Look for the new comet Machholz on Friday evening, two degrees to the west of the Pleiades. It may not get bright enough, even under dark skies, to see it without a telescope. It will appear as a small fuzz ball in binoculars.
It is hard to tell at this time whether you will be able to see a tail. The darker the sky the better the opportunity. Once you spot it try tracking across the sky from night to night.
Saturn will rise in the east at sunset, be at its highest in the south at midnight and set with the rising sun. The rings are nicely displayed in even a small telescope. The Huygens spacecraft will descend into the atmosphere of Saturn's largest moon, Titan, on Jan 14. After dusk, Saturn is near the moon in the east-northeast on Jan. 23 and 24. This month will be the best time to view Saturn this year.
Jupiter rises in the east around midnight and will easily be the brightest "star" in the evening sky. It will be highest in the south before sunrise. Look an hour before sunrise to find it paired with the moon on Monday and Tuesday. Jupiter is magnificent in a telescope with the light and dark bands on its surface and its four largest moons orbiting about it like a miniature solar system.
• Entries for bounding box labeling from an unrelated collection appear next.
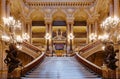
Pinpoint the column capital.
[66,17,74,24]
[44,17,52,24]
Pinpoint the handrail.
[23,42,41,52]
[76,52,102,75]
[79,41,101,53]
[21,52,45,75]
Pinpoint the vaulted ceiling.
[10,0,109,20]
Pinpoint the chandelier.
[1,17,29,49]
[98,17,120,43]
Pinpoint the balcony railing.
[25,0,97,7]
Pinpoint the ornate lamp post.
[1,17,29,73]
[45,33,51,51]
[68,33,74,51]
[98,17,120,79]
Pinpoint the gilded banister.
[76,52,102,76]
[25,0,96,7]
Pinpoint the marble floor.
[22,57,101,79]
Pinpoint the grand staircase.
[21,57,101,79]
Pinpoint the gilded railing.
[26,0,96,7]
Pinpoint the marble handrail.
[76,52,102,75]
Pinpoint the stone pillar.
[114,0,120,17]
[67,17,74,53]
[45,17,52,54]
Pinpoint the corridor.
[22,57,101,79]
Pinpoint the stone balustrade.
[26,0,96,7]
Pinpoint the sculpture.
[4,44,22,73]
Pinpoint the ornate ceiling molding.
[24,0,97,8]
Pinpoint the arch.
[52,9,66,21]
[29,9,45,21]
[74,9,88,21]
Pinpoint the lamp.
[89,33,97,42]
[45,33,51,51]
[68,33,74,51]
[99,17,120,43]
[2,17,29,49]
[98,17,120,70]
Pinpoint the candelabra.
[98,17,120,70]
[2,17,29,49]
[68,33,74,51]
[45,33,51,51]
[98,17,120,43]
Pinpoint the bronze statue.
[4,44,22,73]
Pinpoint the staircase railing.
[76,53,102,75]
[21,52,45,75]
[23,42,41,53]
[76,41,102,75]
[79,41,101,53]
[11,42,45,79]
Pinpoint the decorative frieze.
[25,0,96,7]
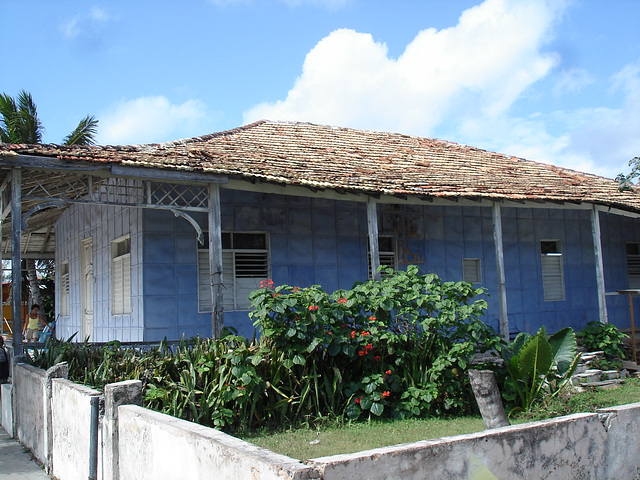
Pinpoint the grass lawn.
[243,378,640,460]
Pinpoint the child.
[22,303,49,342]
[0,335,9,383]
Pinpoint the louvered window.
[462,258,482,283]
[367,235,398,278]
[627,243,640,289]
[59,260,69,317]
[540,240,565,302]
[198,232,271,312]
[111,236,131,315]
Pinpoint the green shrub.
[31,266,499,434]
[499,327,580,414]
[576,321,628,359]
[250,266,498,419]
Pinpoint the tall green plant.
[576,321,628,359]
[251,266,497,418]
[500,327,580,413]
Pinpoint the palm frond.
[62,115,98,145]
[0,90,44,143]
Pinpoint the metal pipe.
[89,396,100,480]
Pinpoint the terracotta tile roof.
[0,121,640,210]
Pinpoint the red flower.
[260,279,273,288]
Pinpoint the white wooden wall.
[56,204,144,342]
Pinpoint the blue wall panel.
[143,188,640,339]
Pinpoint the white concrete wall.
[0,383,13,436]
[10,364,640,480]
[118,405,320,480]
[308,412,608,480]
[51,379,100,480]
[12,363,48,462]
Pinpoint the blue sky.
[0,0,640,177]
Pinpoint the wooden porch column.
[591,205,609,323]
[208,183,224,338]
[493,202,509,342]
[11,168,23,358]
[367,198,380,280]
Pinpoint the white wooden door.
[80,238,94,340]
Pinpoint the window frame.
[110,235,131,316]
[367,235,398,280]
[196,231,271,313]
[462,258,482,284]
[58,259,71,317]
[540,239,566,302]
[625,242,640,290]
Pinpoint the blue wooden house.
[0,121,640,342]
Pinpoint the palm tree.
[0,90,98,145]
[0,90,98,318]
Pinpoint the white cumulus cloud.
[60,7,113,40]
[245,0,560,135]
[98,96,209,145]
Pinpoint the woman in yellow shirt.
[22,303,49,342]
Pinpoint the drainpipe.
[89,396,100,480]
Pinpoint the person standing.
[0,335,9,383]
[22,303,49,342]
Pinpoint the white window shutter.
[542,255,565,302]
[60,273,69,316]
[462,258,482,283]
[627,254,640,290]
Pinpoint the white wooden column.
[493,203,509,342]
[11,168,23,357]
[208,183,224,338]
[591,205,609,323]
[367,198,380,280]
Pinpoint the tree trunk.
[26,258,44,316]
[469,370,511,429]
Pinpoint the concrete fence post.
[102,380,142,480]
[44,362,69,474]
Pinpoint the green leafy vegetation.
[30,266,636,442]
[32,266,499,432]
[576,321,628,360]
[243,378,640,460]
[500,327,580,413]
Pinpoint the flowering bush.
[250,266,498,418]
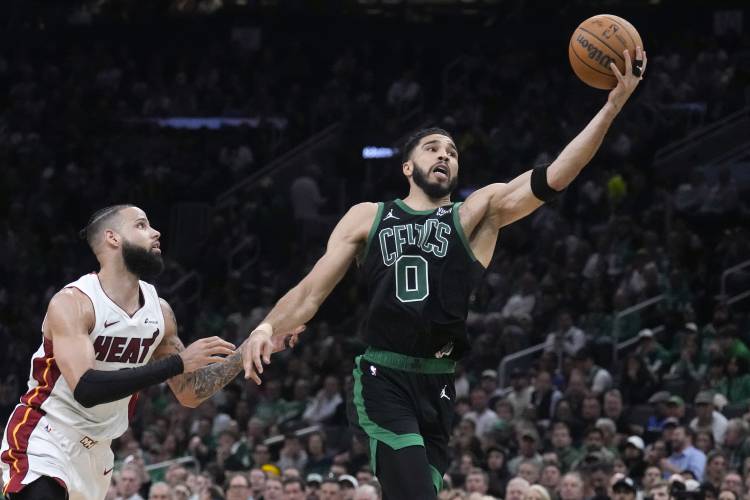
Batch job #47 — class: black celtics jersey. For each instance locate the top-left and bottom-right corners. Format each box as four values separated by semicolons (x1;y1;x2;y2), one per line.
361;200;484;359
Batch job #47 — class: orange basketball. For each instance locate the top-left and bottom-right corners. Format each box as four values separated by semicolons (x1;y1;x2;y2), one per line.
568;14;643;89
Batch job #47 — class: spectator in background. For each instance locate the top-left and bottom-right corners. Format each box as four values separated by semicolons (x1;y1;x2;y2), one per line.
508;425;543;476
690;391;728;443
249;469;266;499
610;477;638;500
717;323;750;363
304;432;333;475
641;465;662;491
464;468;489;495
505;477;536;500
661;425;706;482
486;446;510;498
716;356;750;403
664;334;707;384
117;465;143;500
550;422;580;472
704;451;727;489
719;471;745;499
282;477;307;500
695;431;716;455
644;479;669;500
544;310;586;356
277;434;307;471
539;464;562;494
581;395;602;427
148;481;171;500
722;418;750;470
622;436;647;483
224;474;251;500
646;391;669;441
523;484;550;500
322;477;343;500
266;476;284;500
529;370;562;427
620;354;657;406
602;389;629;433
667;394;685;423
517;460;542;484
560;472;584;500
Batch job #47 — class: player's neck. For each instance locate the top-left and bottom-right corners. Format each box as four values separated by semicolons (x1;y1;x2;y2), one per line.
98;263;141;314
402;189;451;210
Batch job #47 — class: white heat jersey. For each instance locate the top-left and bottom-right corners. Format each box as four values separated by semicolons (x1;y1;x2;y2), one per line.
21;273;164;441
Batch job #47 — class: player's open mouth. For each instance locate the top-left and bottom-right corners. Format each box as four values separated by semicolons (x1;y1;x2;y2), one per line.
432;163;450;180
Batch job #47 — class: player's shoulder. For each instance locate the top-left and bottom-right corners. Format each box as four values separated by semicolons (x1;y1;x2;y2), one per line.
45;286;96;332
348;201;380;217
344;201;380;225
338;202;380;241
49;286;94;310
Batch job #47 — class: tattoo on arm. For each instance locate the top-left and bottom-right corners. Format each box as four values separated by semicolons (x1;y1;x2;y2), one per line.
154;304;250;401
182;350;242;400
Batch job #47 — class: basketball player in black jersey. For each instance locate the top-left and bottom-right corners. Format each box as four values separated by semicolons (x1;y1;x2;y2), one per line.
242;47;646;500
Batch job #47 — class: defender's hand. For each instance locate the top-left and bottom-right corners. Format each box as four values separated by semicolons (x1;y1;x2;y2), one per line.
608;47;648;111
245;325;305;385
180;337;236;373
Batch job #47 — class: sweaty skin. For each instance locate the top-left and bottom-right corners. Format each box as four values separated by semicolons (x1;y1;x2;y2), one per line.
241;47;647;384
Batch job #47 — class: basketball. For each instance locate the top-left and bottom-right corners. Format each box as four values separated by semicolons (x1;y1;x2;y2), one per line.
568;14;643;89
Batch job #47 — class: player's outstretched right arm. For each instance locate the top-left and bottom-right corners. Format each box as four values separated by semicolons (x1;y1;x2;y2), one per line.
43;288;234;408
240;203;378;384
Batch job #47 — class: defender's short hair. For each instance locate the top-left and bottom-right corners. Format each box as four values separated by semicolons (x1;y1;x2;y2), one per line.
78;203;135;250
401;127;455;163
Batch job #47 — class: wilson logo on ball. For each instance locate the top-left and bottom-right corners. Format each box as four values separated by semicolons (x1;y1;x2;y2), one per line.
576;35;615;69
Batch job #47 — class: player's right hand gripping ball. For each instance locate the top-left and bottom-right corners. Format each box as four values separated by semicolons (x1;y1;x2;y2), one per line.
568;14;643;89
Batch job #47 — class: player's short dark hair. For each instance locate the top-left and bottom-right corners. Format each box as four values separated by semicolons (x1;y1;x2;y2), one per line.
401;127;455;163
78;203;135;250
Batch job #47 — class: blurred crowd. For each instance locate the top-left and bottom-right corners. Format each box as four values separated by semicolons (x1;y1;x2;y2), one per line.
0;6;750;500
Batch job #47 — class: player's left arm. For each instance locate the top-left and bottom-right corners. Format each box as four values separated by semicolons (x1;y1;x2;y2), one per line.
461;47;646;230
152;299;301;408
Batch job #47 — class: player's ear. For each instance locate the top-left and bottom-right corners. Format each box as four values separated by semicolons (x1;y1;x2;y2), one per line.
104;229;122;247
401;160;414;177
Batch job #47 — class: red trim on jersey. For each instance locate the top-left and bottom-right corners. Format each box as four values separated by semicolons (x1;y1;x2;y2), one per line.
128;392;141;423
21;337;60;408
0;405;45;494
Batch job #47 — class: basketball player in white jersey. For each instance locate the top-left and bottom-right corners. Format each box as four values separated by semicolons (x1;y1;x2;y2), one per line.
0;205;301;500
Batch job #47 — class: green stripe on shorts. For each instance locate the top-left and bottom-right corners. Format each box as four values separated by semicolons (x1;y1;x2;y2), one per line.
430;465;443;493
362;347;456;375
354;356;424;464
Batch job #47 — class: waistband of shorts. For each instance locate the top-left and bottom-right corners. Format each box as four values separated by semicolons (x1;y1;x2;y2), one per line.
45;415;112;450
362;347;456;374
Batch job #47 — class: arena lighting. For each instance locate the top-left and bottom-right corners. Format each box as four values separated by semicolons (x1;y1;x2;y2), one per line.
362;146;398;160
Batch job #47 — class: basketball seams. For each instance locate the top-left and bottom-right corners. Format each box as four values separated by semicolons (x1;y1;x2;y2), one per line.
601;14;638;50
568;40;617;78
578;26;625;62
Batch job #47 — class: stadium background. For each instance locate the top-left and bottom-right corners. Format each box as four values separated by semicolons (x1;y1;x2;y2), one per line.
0;0;750;500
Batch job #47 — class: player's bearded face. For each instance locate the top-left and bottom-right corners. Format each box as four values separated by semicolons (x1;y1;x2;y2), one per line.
412;160;458;199
122;240;164;279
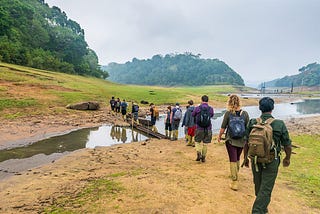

Venus and Mercury are very close to each other, low to the southeast horizon before the first light of dawn the first three weeks of the month. The earlier in the month you look, the better. Venus is easily the brighter of the two. They will be closest on the morning of Jan. 13. Binoculars will be useful to see both.
The crescent moon, Mars and the star Antares form a trinagle in the southeast before dawn Friday, with Antares being the brighter.
The first week of January is your best chance to see all five planets that are visible without telescopic or other assistance at one time. Get up a half-hour or so before dawn to see Saturn, Jupiter, Mars, Mercury and Venus all lined up along the ecliptic _ the path the planets take along the sky. All the planets will cover an arc of 145 degrees.
Daryl L. Schrader is an astronomy and mathematics professor at St. Petersburg College and teaches astronomy at the University of South Florida.
The comet Machholz is to the right of the Pleiades on Friday. You may need binoculars to see it as a fuzz ball.
Three planets can be seen above the southeast horizon an hour before sunrise. Venus and Mercury are less than a degree apart.